In a 2018 study carried out for the US Treasury, Nicolas Turner and Stephanie Riegg observed that on average, the revenue gap between those who attended a for-profit college and those with no higher education is statistically insignificant. This means that a large number of the courses provided by these institutions do not meet the needs of the economy. Based the definition of the OCDE, their investment in human capital is essentially non-existent.
It is thus important to ask why these institutions have had such significant success, quadrupling enrollment between 2002 and 2010 (from 382,600 to 1,590,000 students for bachelor's degrees or equivalent, and higher). Here are a few possible explanations:
They mainly target relatively vulnerable and poorly informed populations—African-Americans, low-income people, first-generation students (whose parents never went to university) – and bought their perceived legitimacy through advertising. For example, in 2012, Phoenix University was Google's number-one advertiser, spending nearly $400,000 per day.
They have benefited from the unwitting support of the US government, which grants federal loans almost systematically, without checking the level of human capital acquired by students. Banks would likely have been more cautious.
The Great Recession (2007-2009) created a counter-cyclical increase in the demand for education (job seekers needed to be better trained, given the drop in demand for workers and the drop in opportunity cost for undertaking studies), which gave these institutions a significant boost.
Over the last few years, numerous for-profit colleges have been taken to court for duplicitous and misleading practices. 98.6% of complaints received by the Department of Education concern for-profit institutions. Before it disappeared, the private group Corinthian Colleges was forced to pay a fine of $30 million for false advertising, in particular with regards to its claims about graduate jobs. The crisis in reputation and the counter-cyclical effect of the economic upturn led to a drop of 679,000 students enrolled in for-profit colleges, down 43% between 2010 and 2017. Over the same period, enrollments in public universities rose 11.7%, with a 6.2% increase for nonprofit private universities. The for-profit college bubble is illustrated by the changes in enrollment since 2002.
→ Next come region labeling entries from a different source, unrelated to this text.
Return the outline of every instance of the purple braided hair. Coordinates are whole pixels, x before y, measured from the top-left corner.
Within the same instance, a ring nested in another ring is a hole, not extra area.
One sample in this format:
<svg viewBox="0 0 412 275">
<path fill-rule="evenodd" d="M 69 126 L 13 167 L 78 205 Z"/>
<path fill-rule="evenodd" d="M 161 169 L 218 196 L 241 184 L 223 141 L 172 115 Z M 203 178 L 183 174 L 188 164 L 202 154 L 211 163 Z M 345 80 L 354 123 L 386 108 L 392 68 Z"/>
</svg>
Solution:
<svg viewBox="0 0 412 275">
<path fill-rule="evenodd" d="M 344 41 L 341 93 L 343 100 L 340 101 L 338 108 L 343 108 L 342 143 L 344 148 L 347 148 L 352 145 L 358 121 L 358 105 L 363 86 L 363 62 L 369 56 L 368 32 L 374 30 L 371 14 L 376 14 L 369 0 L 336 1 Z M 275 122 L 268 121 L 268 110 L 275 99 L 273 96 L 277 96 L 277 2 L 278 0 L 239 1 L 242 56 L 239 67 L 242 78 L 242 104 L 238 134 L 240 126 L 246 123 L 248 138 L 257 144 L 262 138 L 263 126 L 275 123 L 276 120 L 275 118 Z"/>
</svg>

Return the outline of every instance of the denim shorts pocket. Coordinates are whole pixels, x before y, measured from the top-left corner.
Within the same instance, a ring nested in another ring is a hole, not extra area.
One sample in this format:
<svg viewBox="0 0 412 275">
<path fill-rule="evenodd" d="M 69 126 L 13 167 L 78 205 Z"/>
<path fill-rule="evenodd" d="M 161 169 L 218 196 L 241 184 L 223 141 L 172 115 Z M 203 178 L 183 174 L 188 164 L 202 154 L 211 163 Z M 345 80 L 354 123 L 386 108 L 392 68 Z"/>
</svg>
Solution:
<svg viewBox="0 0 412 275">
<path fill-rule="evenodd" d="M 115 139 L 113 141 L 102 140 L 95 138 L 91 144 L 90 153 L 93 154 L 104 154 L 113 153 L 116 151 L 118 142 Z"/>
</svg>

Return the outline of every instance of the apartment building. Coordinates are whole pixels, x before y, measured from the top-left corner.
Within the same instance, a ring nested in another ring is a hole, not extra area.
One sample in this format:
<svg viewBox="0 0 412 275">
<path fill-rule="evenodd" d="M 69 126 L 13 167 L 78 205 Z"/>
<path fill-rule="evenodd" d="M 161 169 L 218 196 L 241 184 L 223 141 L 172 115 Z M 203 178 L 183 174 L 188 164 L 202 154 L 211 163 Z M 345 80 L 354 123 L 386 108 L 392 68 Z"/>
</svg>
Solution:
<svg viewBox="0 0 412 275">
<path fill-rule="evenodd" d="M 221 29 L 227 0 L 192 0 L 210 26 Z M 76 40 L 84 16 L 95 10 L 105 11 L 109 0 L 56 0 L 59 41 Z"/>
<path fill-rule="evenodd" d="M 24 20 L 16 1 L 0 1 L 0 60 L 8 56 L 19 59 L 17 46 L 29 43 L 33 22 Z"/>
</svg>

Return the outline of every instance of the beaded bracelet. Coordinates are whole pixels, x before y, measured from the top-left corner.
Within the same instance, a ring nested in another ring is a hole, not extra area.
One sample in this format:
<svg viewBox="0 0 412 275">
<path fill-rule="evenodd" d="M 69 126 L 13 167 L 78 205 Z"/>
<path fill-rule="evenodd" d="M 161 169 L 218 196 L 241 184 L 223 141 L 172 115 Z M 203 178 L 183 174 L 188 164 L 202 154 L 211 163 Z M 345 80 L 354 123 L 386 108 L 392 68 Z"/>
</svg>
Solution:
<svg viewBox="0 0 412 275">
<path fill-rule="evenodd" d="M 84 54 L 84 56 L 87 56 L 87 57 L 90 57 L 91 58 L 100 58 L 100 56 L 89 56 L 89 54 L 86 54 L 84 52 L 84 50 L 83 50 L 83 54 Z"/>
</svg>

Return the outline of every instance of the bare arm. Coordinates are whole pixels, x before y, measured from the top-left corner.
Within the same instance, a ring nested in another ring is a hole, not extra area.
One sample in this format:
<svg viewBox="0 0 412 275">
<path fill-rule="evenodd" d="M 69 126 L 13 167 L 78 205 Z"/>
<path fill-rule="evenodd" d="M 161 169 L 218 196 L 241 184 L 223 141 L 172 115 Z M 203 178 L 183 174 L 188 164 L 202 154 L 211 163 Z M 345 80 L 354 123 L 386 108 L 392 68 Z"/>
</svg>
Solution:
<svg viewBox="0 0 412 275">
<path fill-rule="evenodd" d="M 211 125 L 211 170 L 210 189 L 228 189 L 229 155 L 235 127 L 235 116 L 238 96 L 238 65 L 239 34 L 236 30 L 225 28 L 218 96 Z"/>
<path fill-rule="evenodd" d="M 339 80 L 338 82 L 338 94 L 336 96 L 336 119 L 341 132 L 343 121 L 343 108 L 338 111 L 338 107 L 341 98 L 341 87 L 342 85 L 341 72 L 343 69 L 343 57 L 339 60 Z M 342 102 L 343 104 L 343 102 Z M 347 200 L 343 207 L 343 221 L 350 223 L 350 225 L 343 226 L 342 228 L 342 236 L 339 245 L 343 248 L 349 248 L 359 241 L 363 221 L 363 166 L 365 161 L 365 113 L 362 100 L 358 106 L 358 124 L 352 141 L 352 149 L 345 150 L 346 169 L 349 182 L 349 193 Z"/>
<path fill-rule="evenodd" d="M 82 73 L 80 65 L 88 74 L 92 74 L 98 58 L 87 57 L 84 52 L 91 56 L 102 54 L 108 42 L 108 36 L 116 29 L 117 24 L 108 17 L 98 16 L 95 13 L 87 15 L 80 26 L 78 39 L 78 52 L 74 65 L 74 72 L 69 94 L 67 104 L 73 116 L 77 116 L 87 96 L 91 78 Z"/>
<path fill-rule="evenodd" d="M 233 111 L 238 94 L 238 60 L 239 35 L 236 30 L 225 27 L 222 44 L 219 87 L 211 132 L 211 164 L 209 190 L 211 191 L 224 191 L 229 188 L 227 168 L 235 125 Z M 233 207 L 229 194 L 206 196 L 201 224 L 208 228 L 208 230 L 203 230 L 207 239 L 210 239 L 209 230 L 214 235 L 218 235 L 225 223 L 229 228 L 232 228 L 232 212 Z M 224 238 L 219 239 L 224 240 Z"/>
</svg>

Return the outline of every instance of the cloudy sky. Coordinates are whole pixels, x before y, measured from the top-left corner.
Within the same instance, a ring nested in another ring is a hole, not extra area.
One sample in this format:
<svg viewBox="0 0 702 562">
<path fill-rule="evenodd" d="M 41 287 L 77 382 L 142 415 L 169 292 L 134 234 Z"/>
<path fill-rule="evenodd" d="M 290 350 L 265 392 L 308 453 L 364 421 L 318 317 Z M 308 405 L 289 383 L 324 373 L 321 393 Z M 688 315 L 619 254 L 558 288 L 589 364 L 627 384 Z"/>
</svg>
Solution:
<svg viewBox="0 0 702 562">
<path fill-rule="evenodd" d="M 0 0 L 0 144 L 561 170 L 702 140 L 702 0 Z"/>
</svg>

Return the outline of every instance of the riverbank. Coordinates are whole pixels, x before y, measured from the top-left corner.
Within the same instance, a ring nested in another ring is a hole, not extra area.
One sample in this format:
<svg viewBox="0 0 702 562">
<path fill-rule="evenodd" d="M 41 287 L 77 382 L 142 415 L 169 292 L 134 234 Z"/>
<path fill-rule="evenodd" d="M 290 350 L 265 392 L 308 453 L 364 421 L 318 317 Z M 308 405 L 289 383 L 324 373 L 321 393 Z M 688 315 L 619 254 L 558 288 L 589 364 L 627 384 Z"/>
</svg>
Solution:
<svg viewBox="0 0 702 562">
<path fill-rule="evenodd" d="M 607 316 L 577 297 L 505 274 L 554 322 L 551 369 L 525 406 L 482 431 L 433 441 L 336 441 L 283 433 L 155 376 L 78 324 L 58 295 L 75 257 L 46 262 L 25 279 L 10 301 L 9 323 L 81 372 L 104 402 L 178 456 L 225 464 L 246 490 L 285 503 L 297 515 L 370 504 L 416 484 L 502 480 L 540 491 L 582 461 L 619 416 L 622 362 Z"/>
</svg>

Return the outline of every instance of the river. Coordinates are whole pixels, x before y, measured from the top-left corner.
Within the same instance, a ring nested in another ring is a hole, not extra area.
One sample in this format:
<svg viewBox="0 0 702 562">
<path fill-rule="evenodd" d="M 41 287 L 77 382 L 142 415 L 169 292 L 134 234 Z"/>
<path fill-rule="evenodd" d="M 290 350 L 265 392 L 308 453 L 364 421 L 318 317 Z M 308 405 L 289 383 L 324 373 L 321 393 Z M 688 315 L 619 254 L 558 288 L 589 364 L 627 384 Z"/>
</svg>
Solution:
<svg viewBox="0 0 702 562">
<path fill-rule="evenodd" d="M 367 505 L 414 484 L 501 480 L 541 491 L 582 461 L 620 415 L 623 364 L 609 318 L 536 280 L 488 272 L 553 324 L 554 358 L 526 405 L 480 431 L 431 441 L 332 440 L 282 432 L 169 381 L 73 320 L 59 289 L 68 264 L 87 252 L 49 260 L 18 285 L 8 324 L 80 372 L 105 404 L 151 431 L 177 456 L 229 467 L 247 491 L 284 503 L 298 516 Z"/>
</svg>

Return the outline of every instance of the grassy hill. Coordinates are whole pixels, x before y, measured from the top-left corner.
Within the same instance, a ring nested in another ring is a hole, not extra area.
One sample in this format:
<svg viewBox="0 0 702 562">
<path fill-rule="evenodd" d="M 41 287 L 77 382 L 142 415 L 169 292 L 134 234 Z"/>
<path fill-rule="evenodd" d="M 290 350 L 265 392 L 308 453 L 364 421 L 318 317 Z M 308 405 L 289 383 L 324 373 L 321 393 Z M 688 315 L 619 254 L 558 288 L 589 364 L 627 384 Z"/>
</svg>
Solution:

Lastly, market logic indicates that there could well be a coming implosion for the for-profit sector in US higher education, similar to the subprime crisis. In both cases, loans were granted to vulnerable populations for untenable projects (either in education or real estate). The collapse of the for-profit sector should naturally resolve graduates' loan repayment problems, but this will take several years.
To prevent unscrupulous for-profit institutions from taking advantage of those who are most vulnerable, stricter regulations are required. In particular, the quality of courses and their relevance to market needs must be rigorously checked. Arne Duncan, education secretary under Barack Obama, wanted to curb the excesses of those he called "bad actors" (mainly for-profit institutions). But the system created for this purpose, the "Gainful Employment Rule", did not come into effect prior to Donald Trump's election. The current president has ensured the rule is not enforced.